« Quels sont les risques professionnels liés à l'application des pesticides ? Peut-on travailler sans s'exposer ? » Ces deux questions étaient le thème d'un colloque qui a eu lieu le 6 mai (1), à Paris. Des institutions, des prescripteurs et des chercheurs sont venus en débattre.
Alain Garrigou, du laboratoire santé travail environnement de l'université de Bordeaux 1 et 2, a fait une intervention remarquée. Ce chercheur a travaillé avec les viticulteurs et observé la manière dont ils travaillent. Il en a tiré de nombreux enseignements : « Au niveau de la prévention, on a longtemps considéré que le viticulteur était le maillon faible de la chaîne. » En clair, qu'il n'applique pas les consignes de prudence édictée par des spécialistes. « Cette conception a fait son temps, a poursuivi Alain Garrigou. Si l'on veut changer les comportements, il faut intégrer l'ensemble des acteurs de la filière », depuis les firmes phytosanitaires jusqu'aux fabricants de matériel.
Les joints de vitres se rétractent sous la chaleur
Second constat : « On a beaucoup centré la prévention sur les EPI (Equipement de protection individuel). Or, ceux-ci ne protègent pas à 100 %. Certes, mettre des EPI est important, mais il y a d'abord beaucoup de choses à faire au niveau de l'organisation du travail et de la conception des matériels. »
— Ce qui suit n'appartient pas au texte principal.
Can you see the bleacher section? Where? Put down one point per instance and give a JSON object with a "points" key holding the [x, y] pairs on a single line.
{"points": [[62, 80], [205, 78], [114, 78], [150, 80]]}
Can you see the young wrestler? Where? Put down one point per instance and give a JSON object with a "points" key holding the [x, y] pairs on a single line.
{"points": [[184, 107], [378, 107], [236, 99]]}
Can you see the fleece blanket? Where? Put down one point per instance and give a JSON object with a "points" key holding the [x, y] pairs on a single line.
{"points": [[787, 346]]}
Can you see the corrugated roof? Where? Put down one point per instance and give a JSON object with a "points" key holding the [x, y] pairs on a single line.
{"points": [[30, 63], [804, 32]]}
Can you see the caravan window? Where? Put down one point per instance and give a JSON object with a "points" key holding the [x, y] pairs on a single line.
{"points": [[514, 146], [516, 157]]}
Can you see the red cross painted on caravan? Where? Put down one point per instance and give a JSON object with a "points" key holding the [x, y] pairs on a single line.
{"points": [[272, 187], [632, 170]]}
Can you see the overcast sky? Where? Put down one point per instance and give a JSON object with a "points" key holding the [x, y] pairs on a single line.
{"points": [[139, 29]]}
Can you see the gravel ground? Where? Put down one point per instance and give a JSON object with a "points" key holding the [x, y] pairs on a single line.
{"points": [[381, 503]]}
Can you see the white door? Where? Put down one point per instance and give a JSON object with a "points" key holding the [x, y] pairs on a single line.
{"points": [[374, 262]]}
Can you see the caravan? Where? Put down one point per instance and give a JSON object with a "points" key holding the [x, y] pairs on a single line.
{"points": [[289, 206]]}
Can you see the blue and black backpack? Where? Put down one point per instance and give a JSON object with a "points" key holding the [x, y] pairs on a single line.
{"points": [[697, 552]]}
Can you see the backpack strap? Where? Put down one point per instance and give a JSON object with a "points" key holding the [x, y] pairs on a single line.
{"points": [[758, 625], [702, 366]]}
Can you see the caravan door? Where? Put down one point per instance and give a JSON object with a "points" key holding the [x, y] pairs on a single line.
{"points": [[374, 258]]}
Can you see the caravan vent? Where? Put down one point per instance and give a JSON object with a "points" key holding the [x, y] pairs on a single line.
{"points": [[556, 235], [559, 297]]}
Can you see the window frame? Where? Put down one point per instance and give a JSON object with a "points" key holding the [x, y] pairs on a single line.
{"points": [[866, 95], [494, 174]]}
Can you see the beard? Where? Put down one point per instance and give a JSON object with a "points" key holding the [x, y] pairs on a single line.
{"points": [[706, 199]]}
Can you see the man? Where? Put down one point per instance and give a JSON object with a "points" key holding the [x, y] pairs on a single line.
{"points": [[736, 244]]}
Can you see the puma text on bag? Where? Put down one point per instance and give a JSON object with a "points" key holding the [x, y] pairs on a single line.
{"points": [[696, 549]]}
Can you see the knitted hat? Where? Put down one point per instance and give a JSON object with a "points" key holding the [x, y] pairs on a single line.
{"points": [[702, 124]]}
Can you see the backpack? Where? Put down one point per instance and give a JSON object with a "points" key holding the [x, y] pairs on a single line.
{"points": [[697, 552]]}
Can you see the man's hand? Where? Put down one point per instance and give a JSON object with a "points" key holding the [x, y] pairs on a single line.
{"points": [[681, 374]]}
Alain Garrigou a ajouté que les cabines ne protègent pas non plus totalement. Il a expliqué que des constructeurs n'ont pas pensé à mettre des essuie-glaces sur les vitres des tracteurs. Au cours d'un traitement, ces dernières sont vite recouvertes de produit et les viticulteurs sont obligés de les ouvrir pour voir clair. Il a aussi souligné que des joints de vitre se rétractent sous l'effet de la chaleur, laissant pénétrer des embruns. Il a, en outre, mentionné les problèmes d'accessibilité à l'orifice de remplissage de certains pulvérisateurs, tout en soulignant qu'« il est inacceptable d'avoir de tels défauts, surtout sur les matériels récents ».
Pour le chercheur, il est essentiel de mettre le viticulteur au centre du dispositif de prévention : « Il faut l'aider à découvrir quelles sont les occasions au cours desquelles il se contamine. » Il a aussi précisé qu'il est nécessaire de modifier les normes de perméabilité des combinaisons et que c'est aux fabricants de produits phytosanitaires d'inscrire précisément sur leurs produits les équipements de protection les mieux indiqués. Des propos remplis de bon sens.
(1) Colloque organisé par le réseau Anact, avec l'Agence française de sécurité sanitaire et de l'environnement (Afsset), la MSA et la Caisse nationale de retraite des agents des collectivités locales (CNRACL).